In light of which Pavarotti must have been feeling extremely well cared for during the solitary take of 'Nessun Dorma'.

"When Luciano switched on like that you could feel the tension," Lock recalls. "Never in my life did I feel anything else like it. It came through my fingers, through the mixer, through the loudspeakers, telling me this was something great. I'd dread anything going wrong, because this was it. He didn't mess around with stabbing at things, making a certain note longer or making another one sharper. He just got it.

"Luciano always found it difficult to rehearse in order to learn the material. He was instinctive. And in this case, having never performed as Calaf, but working with Zubin Mehta who could follow anybody, anywhere, the two of them got it totally right. Zubin knew exactly how long he would sing a certain note, Luciano just kept going, and what resulted has never been beaten, as far as I'm concerned. Then again, having done all of his concert tours, I don't think he ever gave a bad performance. Yes, he could be difficult, but the difficulty was him grinding himself up. He always gave his best, and in that regard he sometimes needed a lot of help. He would never deliberately sabotage a production or give a bad performance.

"A tenor's a tenor's a tenor, but phrasing's the thing, and someone like Jussi Björling was extraordinary when he was on form. However, he was also up and down, whereas Luciano never was up and down. He was always up, up, up, up, up. And he also had a very quick mind, which is why he could perform 'Nessun Dorma' so effortlessly, yet so magnificently. At other times, he would kick himself and everyone else around him if he wasn't getting it right."

Then & Now

In James Lock's opinion, Pavarotti's finest recordings were Turandot and La Bohème, both in 1972, along with Donizetti's L'Elisir D'Amore in 1970 and Lucia Di Lammermoor in 1971, both opposite Joan Sutherland, Puccini's Madama Butterfly in 1974, opposite Mirella Freni, and a live 1976 performance of Verdi's Otello at the Teatro Regio in Parma, Italy.
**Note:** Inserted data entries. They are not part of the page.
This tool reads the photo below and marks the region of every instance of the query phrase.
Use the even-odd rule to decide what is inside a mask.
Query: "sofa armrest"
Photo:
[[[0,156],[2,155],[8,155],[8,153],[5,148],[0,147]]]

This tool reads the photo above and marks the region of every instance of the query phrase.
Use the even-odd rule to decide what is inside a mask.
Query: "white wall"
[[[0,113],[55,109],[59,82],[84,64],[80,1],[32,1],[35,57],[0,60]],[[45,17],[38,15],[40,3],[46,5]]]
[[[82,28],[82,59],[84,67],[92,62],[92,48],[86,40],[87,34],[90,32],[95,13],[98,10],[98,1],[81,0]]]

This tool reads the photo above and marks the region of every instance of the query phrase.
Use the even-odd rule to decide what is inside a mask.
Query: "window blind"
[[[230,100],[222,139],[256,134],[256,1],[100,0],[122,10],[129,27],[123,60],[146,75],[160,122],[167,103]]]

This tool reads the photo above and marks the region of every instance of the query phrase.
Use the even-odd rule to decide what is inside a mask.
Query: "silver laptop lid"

"Those recordings, for me, are his big ones, and that's big enough," says Lock, who currently holds the position of chief engineer at the state-of-the-art O Ganho Do Som post-production studio in Lisbon, Portugal — a facility that he describes as having "the most incredible sound I've ever heard in my life. When I listen to my recordings there I hear them in a new light. It's like a painter seeing his pictures for the first time."

And what pictures they are, comprising an unsurpassable half-century of work that will continue to entertain and inspire for generations to come.

"When I recorded Luciano, I wanted to bring out the full richness and quality of his voice so that everyone could appreciate how big it was, what a wonderful timbre it had, and also his incredible diction," Lock remarks. "Again, it was about the right mic placement and knowing exactly within a hall where the singer should be standing, but after that I just had to feel it. You can't specify the why, what, where and how.

"The wealth of talent in classical music — in opera, symphonic, choral, oratorio — is absolutely enormous, and once you get into it, once you start to feel it, the differences you can make in terms of quality are unbelievable. Sound is all about intelligibility, quality and richness, and in that regard the 1970s was such a rich decade; a time that has passed and unfortunately will never return. What with all the computers and different means of listening nowadays, there are no longer the same sums of money being spent on productions. That is why we're now into live recordings, taken off the air, wth radio's and opera houses' shared responsibilities. It all comes down to a paperbook industry. Still, these definitive recordings can also never be taken away. They will always be there, and hopefully more and more people will appreciate them.

"If the record companies will still commit to doing five such recordings a year, two a year, one a year, I think it's worth doing. If they assemble the right forces, the right conditions and the right venue, they can still turn out fantastic recordings. What we've lost is the individuality of superstars like Pavarotti and Sutherland, around whom casts can be formed. In the old days, if you assembled the right cast members when they weren't under contract to other companies, you could get some fantastic results. It really was a wonderful era."